Solana上最大の分散型取引所の1つであるRaydiumは、2021年に廃止された5つの非推奨流動性プールから約134万ドルを不正に取得した、レガシーな自動市場メーカーV3プログラムの脆弱性を公表しました。この攻撃は2021年に廃止されたプールを対象としており、アクティブなユーザーまたは現在のRaydiumインターフェースには影響がありませんでした。
何が取り込まれ、どのようにして
流出した資産には、約150,177枚のRAYトークン、5,603枚のSOLトークン、および約893,700枚のUSDCが含まれます。影響を受けた5つのプールは、Sollet USDT-RAY、Sollet ETH-RAY、SRM-RAY、USDC-RAY、RAY-SOLであり、これらは2021年にSerumプロトコルが終了した後、すべて非推奨となっていました。

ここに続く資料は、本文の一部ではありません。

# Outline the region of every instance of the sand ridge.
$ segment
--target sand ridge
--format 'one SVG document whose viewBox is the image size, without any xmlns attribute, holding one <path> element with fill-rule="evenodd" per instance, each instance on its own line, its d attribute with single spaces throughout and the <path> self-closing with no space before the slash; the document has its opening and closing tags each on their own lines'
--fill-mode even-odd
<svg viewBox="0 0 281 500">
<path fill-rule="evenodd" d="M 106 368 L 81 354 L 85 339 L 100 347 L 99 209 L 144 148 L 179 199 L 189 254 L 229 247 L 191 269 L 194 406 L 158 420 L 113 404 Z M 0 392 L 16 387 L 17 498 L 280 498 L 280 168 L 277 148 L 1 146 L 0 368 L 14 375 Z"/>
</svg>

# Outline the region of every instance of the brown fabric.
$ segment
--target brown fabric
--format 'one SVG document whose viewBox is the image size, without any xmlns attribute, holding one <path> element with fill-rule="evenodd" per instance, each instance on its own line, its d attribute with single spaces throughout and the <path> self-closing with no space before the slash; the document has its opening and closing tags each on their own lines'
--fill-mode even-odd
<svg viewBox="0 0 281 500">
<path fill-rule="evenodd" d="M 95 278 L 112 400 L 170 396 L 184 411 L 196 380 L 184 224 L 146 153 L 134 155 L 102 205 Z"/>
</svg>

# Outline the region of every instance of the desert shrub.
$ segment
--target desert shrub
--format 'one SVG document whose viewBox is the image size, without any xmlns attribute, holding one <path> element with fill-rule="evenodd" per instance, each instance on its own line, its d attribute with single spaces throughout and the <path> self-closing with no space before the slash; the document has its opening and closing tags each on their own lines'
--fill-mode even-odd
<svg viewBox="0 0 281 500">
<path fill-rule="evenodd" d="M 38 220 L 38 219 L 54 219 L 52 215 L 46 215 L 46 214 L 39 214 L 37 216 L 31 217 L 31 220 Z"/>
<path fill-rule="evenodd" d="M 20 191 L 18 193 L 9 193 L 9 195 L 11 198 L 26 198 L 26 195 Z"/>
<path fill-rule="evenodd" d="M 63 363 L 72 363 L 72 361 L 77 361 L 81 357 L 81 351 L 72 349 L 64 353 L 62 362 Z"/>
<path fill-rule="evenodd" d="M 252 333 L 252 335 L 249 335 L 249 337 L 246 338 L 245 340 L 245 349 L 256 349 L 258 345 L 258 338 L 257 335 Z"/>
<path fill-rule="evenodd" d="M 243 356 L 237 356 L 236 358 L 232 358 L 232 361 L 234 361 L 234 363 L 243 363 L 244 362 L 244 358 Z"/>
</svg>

根本原因は、流動性プロバイダーのミント検証プロセスに存在する自己完結型のロジックの欠陥でした。攻撃者は不正なLPミントを作成し、引き出しをブロックすべきセキュリティチェックを回避しました。これらのプールは、Raydiumの主要なソフトウェア開発キットや分散型アプリケーションのフロントエンドではもはやサポートされていませんでしたが、スマートコントラクト自体は依然としてオンチェーンで稼働しており、実際の資産がロックされたままでした。
資金の流れに従って
攻撃者のウォレットは、中央集権的な取引所であるKuCoinまで追跡され、これがこの攻撃の初期資金源であることを示唆している。資金が引き出された後、約810 ETHがEthereumのプライバシー重視のミキサーであるTornado Cashを経由して送金された。
Raydiumの対応とより大きな全体像
Raydiumは、自社の財務から失われた資産を直接補填することを迅速に確認しました。また、同社はメインネット上のすべてのプログラムに対する包括的なセキュリティレビューを実施すると発表しました。
Raydiumがこれらの古いプールから移行したのは、かつてSolanaのDeFiエコシステムの中心だったオンチェーン注文板プロトコルであるSerumが廃止されたことが原因です。Raydiumはその後、バーチャル供給メカニズムと厳格なアカウント認証プロトコルを採用したV4およびV5などの新しいプログラムバージョンに移行しました。しかし、古い契約は完全に終了されていなかったようです。
レイディウムの現在のプール、つまりCLMM(集中流動性マーケットメイカー)および新しいAMMバージョンには影響はありませんでした。財務支援により、廃止されたプールに残高を保有していたユーザーは、いかなる損失も被ることはありません。
米国当局は2022年にTornado Cashを制裁し、その継続的な利用が不正資金洗浄に使われていることから、規制当局はDeFiプロトコルに対するより厳しい監督を求める根拠を得ている。